Domain modelling with the F# type system: Make illegal states unrepresentable


A review of the Devnology F# Meetup with Scott Wlaschin by Aage ten Hengel

Monday’s meetup focusing on domain modeling with F# was hosted by Infi, at their offices located near the city center of Utrecht. Their kind hospitality, the free pizza and F# stickers got things off to a good start.

Around seven o’clock everybody made their way to the beautiful, old-fashioned lecture hall where Scott would have his talk. After a brief introduction on who the Infi-Team is, Scott began the topic at hand: Domain modeling with F#.

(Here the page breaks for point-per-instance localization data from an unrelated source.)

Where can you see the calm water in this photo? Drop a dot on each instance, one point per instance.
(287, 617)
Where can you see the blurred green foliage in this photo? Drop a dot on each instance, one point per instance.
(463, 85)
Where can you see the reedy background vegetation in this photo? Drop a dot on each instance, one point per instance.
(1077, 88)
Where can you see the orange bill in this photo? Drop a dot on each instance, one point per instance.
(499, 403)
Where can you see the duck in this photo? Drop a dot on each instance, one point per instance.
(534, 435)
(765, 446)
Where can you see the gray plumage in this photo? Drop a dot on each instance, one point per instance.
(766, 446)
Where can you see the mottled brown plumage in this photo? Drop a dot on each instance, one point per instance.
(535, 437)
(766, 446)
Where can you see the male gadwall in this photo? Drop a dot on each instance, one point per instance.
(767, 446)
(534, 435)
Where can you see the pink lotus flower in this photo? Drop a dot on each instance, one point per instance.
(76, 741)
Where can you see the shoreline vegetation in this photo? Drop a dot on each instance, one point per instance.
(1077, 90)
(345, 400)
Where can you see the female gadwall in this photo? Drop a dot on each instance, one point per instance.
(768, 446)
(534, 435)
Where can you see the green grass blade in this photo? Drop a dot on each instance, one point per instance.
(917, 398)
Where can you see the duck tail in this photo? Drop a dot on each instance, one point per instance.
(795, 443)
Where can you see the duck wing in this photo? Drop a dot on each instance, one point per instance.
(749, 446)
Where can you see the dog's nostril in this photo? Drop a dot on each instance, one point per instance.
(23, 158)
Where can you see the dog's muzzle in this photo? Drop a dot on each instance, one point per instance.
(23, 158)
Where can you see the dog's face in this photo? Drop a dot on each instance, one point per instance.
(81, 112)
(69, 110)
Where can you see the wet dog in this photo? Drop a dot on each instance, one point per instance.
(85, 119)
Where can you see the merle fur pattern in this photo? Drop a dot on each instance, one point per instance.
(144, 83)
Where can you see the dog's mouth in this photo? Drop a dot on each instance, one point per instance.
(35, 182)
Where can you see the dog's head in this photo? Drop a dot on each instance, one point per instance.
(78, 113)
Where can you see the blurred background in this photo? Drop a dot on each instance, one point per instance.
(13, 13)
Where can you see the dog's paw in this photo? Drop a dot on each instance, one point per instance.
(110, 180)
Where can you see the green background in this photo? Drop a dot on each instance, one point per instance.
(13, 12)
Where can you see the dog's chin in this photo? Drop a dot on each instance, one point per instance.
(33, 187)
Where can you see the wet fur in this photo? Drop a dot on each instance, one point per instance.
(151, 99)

Scott addressed the fundamentals of F# (and functional programming) fast pacing through a couple of slides, but giving room for questions at all times. Scott comes across as a kind, passionate and funny man (“for those who don’t know what a service is, it’s just a microservice without the ‘micro’ in front of it” – addressing the current microservice fad). He has a clear and visual way of explaining what makes functional programming unique.

Functional programming focusses on a few central building blocks: Functions (well, yeah), Composition (chaining functions makes a service, chaining services makes a use-case) and Types, which is the topic of this meetup.

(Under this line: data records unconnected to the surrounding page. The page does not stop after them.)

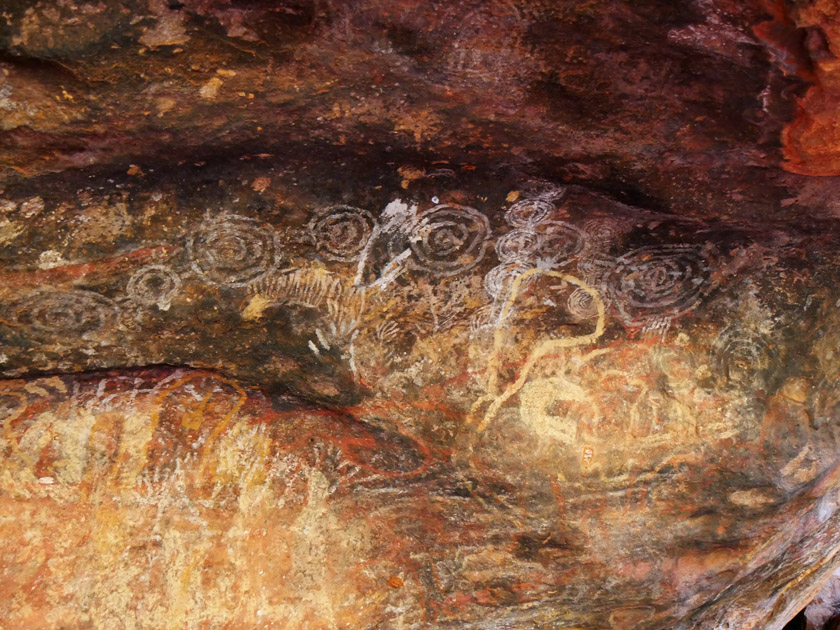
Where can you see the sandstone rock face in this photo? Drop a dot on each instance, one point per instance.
(397, 315)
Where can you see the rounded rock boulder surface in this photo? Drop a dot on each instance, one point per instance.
(400, 315)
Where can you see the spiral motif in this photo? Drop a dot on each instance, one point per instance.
(528, 213)
(743, 359)
(518, 246)
(658, 281)
(581, 305)
(154, 285)
(448, 241)
(498, 280)
(561, 242)
(341, 232)
(232, 251)
(76, 313)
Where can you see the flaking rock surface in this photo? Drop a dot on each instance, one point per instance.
(417, 314)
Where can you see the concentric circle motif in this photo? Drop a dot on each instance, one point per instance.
(560, 243)
(232, 251)
(581, 305)
(448, 241)
(518, 246)
(658, 281)
(342, 232)
(498, 280)
(744, 359)
(529, 212)
(154, 285)
(74, 313)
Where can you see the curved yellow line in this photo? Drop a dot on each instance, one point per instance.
(543, 349)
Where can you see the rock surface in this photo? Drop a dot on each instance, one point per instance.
(406, 314)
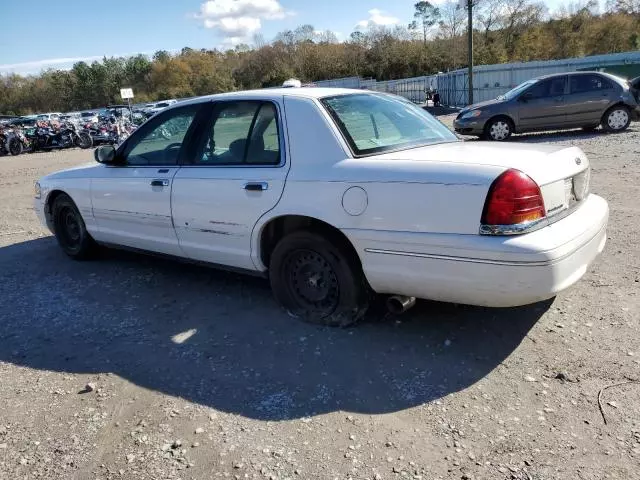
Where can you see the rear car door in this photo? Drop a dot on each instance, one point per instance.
(132, 200)
(589, 97)
(543, 105)
(237, 176)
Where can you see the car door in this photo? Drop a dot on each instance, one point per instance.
(132, 198)
(237, 177)
(543, 105)
(589, 97)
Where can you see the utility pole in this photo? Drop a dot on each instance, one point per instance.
(470, 46)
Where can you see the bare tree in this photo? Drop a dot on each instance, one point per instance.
(426, 16)
(453, 20)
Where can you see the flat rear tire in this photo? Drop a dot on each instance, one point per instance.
(317, 280)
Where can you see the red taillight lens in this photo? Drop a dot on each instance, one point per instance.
(513, 198)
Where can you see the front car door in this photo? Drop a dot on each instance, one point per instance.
(132, 198)
(543, 105)
(237, 177)
(589, 97)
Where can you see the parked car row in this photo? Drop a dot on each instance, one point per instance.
(561, 101)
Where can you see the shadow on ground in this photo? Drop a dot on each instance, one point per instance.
(121, 314)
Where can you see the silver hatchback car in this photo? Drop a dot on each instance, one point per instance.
(554, 102)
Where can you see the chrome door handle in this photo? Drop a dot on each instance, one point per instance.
(256, 186)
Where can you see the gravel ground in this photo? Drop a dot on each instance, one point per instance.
(138, 368)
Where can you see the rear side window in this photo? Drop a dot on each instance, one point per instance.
(243, 133)
(378, 123)
(551, 87)
(589, 83)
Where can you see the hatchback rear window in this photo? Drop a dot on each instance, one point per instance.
(374, 123)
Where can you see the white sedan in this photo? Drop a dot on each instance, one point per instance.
(334, 195)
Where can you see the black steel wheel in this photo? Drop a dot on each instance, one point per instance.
(616, 119)
(70, 230)
(318, 280)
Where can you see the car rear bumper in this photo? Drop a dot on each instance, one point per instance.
(484, 270)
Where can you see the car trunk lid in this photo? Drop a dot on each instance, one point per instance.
(562, 173)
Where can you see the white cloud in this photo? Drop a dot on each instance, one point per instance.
(238, 20)
(38, 65)
(377, 18)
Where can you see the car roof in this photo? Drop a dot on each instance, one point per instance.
(276, 93)
(581, 72)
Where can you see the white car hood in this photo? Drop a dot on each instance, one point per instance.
(543, 163)
(81, 171)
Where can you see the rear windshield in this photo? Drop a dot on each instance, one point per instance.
(380, 123)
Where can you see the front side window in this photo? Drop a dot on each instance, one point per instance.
(378, 123)
(243, 133)
(589, 83)
(160, 143)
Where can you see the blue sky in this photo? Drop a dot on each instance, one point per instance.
(39, 34)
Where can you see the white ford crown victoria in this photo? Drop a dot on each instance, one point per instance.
(334, 194)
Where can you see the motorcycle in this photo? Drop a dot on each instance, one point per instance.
(10, 142)
(47, 138)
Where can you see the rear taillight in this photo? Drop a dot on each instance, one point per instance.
(513, 198)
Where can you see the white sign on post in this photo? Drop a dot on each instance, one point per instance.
(126, 93)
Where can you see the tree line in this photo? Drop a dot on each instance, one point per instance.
(435, 41)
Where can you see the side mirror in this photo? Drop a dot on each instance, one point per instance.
(105, 154)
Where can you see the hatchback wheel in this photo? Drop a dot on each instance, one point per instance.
(616, 119)
(498, 130)
(317, 280)
(70, 230)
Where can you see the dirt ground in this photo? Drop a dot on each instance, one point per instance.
(198, 374)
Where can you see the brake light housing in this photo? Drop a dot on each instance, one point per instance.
(513, 205)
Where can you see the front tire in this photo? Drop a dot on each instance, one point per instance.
(498, 129)
(318, 280)
(70, 230)
(616, 119)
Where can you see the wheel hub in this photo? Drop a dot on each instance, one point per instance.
(313, 281)
(618, 119)
(70, 229)
(499, 130)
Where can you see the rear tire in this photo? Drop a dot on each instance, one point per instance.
(616, 119)
(498, 129)
(14, 146)
(70, 230)
(318, 280)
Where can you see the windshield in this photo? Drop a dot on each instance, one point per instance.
(518, 90)
(378, 123)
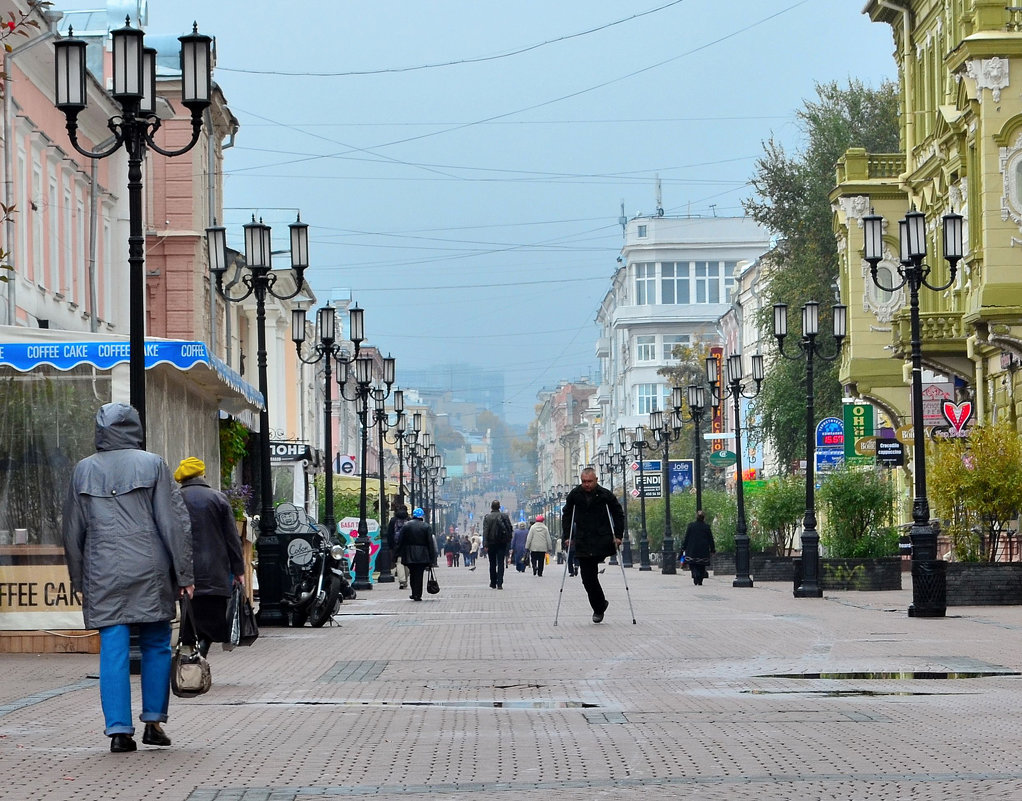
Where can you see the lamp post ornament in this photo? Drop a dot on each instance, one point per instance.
(734, 388)
(808, 348)
(135, 91)
(928, 586)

One of Scott’s main points is that Types help you express your domain model in a very concise and explicit way. He has an example of an entire domain model (with about 10 types) on a single slide, as fully functional code. A key point he makes is that you can (and maybe should) type everything; a RegisteredCustomer is something else than a GuestCustomer and this should not be determined by setting (or forgetting to set) a flag on a Customer.

The other main point is that F# allows you to type your domain model in a way so that you could literally could not write incorrect code. He shows a type Payment type which has an Amount field of type PaymentAmount, where the PaymentAmount is of type decimal. At first I thought you could just make the Amount of type decimal, but the way Scott types this model makes sure you can’t accidentally set this field with a value of another type of type decimal. This ability eradicates the necessity of some unit tests and guarantees compile-time correct code.

This was a great talk, despite the 5 min. one-on-one Scott has with one of the audience members, much to the annoyance of some others (for which he apologized afterwards). I’m very much intrigued by F# and functional programming and looking forward to see whether the promises it makes (Conciseness, Rapid development, High Quality software and Fun!) hold up and if I can wrap my brain around it. Some of the tips Scott had I’m even taking back to my cozy OO world.